A Personal Analysis
Facts of the Case
Michael Hardwick was observed by a Georgia police officer while engaging in the act of consensual homosexual sodomy with another adult in the bedroom of his home. After being charged with violating a Georgia statute that criminalized sodomy, Hardwick challenged the statute’s constitutionality in Federal District Court. Following a ruling that Hardwick failed to state a claim, the court dismissed. On appeal, the Court of Appeals reversed and remanded, holding that Georgia’s statute was unconstitutional. Georgia’s Attorney General at the time, Michael J. Bowers, appealed to the Supreme Court.
Does the Constitution confer a fundamental right upon homosexuals to engage in consensual sodomy, thereby invalidating the laws of many states which make such conduct illegal?

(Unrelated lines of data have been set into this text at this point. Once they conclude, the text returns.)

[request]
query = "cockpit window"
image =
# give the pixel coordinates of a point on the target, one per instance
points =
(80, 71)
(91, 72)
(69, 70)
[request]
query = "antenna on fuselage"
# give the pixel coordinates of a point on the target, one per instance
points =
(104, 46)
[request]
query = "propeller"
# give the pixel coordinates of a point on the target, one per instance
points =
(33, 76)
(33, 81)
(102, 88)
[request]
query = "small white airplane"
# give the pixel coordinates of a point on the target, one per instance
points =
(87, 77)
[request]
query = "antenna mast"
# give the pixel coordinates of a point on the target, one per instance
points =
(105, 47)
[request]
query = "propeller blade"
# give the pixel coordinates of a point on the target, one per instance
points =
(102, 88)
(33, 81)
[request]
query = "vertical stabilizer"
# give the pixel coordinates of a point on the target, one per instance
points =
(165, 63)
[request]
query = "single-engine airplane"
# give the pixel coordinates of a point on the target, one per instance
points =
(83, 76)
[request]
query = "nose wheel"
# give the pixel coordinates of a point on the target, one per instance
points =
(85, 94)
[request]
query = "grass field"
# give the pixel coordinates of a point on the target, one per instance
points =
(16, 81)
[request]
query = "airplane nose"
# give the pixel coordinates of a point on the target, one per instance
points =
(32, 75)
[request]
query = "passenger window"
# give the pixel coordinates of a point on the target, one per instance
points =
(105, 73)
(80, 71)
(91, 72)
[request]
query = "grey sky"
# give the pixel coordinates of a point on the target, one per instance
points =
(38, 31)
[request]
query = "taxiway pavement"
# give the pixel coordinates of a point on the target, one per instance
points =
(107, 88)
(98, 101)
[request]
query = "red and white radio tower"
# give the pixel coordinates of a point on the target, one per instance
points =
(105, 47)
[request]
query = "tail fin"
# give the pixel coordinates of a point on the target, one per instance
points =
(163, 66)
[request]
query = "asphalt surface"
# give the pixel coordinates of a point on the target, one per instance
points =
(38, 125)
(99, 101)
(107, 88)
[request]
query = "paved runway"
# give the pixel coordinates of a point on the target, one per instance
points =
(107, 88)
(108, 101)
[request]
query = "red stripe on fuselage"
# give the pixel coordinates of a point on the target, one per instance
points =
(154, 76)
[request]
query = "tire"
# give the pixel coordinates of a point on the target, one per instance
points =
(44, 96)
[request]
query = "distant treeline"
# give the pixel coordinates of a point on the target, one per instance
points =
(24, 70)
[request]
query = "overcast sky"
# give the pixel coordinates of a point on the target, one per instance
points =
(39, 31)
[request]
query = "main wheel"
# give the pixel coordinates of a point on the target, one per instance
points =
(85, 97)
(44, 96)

“It is my opinion that the Supreme Court’s decision in the case of Bowers v Hardwick (1986) failed [miserably] to achieve justice. I wonder if others felt this too.” I really was amazed when I read the Supreme Court’s 5-4 decision [written by Justice Byron White] which ruled that “the right for gays to engage in sodomy was not protected by the Constitution, that the Georgia law was legal, and that the charges against Hardwick would stand.”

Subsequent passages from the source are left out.